Document Type

Article

Publication Date

Summer 2019

Abstract

This Article examines the impact of state voter identification laws on college students’ ability to exercise their constitutional right to vote, with a particular focus on seven Southeastern states: Tennessee and its six contiguous neighbors—Alabama, Georgia, Kentucky, Mississippi, North Carolina, and Virginia. Building on prior scholarship, the Article categorizes these jurisdictions as either “college student friendly” or “college student unfriendly” based solely on whether college student identification cards were accepted as valid forms of voter identification during the 2012 and 2016 presidential elections and the 2018 midterm elections.
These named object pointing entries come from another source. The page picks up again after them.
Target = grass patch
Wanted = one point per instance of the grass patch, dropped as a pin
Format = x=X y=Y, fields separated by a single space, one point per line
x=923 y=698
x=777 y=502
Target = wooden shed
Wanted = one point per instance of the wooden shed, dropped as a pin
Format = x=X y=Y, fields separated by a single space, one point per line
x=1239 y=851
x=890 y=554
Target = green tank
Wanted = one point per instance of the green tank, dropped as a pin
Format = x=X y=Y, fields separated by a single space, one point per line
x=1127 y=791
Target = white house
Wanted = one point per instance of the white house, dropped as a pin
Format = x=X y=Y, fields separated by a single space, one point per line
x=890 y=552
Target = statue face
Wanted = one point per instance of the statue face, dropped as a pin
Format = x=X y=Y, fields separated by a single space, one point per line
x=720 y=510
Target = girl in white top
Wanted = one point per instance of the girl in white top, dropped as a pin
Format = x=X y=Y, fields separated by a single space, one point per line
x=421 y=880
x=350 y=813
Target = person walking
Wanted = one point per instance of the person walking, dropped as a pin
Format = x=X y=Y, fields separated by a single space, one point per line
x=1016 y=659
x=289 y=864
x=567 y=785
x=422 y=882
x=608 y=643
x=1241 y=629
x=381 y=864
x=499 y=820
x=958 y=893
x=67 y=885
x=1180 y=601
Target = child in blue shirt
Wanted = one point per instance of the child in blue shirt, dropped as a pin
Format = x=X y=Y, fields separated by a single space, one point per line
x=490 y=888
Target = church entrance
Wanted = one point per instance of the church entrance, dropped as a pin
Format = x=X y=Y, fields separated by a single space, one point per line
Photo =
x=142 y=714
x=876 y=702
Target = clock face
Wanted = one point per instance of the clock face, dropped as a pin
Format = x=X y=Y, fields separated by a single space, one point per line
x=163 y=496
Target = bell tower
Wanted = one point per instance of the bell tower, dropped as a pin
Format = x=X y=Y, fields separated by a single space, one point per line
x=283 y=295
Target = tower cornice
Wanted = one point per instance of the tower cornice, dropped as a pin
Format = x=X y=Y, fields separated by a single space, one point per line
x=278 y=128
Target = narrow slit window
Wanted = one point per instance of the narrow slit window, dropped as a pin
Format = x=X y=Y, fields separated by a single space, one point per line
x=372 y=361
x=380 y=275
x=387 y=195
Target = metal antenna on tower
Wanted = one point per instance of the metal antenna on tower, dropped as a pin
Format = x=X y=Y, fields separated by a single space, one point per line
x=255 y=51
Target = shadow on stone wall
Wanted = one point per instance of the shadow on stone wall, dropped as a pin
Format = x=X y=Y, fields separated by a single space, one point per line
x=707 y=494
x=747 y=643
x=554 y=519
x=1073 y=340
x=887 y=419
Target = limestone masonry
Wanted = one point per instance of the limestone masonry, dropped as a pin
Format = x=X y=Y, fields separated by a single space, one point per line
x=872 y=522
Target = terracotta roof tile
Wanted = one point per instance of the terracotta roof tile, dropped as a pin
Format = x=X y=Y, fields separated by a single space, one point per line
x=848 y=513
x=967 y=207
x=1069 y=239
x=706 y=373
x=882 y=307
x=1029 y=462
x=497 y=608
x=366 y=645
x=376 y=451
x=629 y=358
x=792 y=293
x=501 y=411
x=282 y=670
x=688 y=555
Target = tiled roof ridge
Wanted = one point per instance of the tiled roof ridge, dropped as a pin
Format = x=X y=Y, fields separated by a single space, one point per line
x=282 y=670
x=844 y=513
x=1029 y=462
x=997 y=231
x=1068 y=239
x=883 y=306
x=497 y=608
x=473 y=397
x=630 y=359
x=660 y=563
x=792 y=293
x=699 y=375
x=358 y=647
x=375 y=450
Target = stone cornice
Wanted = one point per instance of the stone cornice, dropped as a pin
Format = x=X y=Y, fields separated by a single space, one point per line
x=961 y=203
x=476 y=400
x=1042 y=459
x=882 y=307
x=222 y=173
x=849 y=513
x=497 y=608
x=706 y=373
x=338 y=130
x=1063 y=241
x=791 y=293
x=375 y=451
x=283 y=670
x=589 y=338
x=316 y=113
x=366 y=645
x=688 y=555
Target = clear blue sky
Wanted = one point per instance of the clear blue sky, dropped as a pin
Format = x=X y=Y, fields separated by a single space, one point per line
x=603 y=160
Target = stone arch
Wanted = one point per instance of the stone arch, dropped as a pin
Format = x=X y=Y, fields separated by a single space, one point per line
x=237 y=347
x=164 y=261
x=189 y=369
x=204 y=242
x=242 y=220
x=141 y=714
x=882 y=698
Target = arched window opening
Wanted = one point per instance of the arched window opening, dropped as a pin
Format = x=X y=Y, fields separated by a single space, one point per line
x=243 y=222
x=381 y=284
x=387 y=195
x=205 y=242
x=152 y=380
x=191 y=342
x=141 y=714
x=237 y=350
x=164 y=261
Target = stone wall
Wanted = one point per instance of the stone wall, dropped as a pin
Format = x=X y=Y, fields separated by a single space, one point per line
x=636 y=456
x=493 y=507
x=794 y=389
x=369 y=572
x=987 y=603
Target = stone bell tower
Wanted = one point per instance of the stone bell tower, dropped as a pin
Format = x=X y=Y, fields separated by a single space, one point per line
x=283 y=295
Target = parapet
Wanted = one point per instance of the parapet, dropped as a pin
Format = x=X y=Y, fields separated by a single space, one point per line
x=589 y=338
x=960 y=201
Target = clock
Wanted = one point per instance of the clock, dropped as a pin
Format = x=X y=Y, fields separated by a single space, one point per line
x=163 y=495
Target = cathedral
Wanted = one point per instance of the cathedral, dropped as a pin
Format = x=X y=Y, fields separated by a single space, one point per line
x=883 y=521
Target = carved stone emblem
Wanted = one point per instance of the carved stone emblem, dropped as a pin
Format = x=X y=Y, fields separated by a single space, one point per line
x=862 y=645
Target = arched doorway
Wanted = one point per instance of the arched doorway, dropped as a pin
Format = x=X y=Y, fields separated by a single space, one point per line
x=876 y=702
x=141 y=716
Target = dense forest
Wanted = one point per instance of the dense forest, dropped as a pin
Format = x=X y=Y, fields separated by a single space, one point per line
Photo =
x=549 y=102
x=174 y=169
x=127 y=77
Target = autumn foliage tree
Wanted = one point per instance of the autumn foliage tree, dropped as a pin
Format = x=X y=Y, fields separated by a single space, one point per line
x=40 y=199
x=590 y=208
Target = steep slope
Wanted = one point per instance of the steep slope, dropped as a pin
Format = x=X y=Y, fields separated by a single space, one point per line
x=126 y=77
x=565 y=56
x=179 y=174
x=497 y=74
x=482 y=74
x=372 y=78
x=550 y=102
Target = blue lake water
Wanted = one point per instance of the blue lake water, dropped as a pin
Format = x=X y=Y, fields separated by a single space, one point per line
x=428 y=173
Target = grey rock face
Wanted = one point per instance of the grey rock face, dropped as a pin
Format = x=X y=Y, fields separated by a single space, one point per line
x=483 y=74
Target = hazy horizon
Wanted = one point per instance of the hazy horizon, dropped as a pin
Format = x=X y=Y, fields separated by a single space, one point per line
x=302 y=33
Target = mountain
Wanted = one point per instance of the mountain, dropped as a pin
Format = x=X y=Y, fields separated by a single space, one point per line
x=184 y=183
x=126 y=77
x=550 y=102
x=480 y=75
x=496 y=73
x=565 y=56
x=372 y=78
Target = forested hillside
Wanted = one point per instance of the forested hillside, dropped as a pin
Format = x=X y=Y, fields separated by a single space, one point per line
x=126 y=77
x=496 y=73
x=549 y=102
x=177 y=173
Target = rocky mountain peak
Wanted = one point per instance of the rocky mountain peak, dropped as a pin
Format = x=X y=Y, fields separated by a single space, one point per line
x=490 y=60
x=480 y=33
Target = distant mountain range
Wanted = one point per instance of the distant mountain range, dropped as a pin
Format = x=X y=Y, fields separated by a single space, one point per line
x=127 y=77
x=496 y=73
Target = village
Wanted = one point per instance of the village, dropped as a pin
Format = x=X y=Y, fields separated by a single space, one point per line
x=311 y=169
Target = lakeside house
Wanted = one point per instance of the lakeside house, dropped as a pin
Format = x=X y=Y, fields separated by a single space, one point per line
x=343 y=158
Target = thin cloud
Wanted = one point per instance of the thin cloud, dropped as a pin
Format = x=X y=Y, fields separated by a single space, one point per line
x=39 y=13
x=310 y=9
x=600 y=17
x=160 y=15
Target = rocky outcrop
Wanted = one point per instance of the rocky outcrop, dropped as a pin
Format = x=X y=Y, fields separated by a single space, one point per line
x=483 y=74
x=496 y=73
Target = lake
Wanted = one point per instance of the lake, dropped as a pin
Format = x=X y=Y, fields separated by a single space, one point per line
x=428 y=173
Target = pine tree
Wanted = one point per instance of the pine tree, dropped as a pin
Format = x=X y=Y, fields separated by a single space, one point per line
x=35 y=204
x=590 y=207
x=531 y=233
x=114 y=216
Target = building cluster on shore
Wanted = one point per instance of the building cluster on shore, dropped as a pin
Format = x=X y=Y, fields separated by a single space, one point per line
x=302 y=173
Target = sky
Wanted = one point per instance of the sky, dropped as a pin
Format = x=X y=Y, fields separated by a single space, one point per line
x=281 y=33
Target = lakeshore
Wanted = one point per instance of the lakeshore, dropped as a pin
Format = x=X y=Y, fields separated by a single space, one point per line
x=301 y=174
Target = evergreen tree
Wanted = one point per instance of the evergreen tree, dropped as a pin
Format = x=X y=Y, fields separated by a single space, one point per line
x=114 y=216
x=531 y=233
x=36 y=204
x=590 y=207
After reviewing the historical development of voter ID laws, relevant provisions of the Fourteenth and Twenty-Sixth Amendments, and significant Supreme Court decisions—including Symm v. United States, Crawford v. Marion County Election Board, and Shelby County v. Holder—the Article analyzes the practical and constitutional implications of excluding student IDs from acceptable forms of identification. It argues that certain strict photo ID regimes, particularly Tennessee’s, create unnecessary barriers that disproportionately burden student voters. The Article concludes that states seeking to eliminate obstacles to electoral participation should permit students at both public and private institutions to use their college-issued photo identification to vote where they attend school, thereby better aligning voter ID requirements with constitutional protections and democratic principles.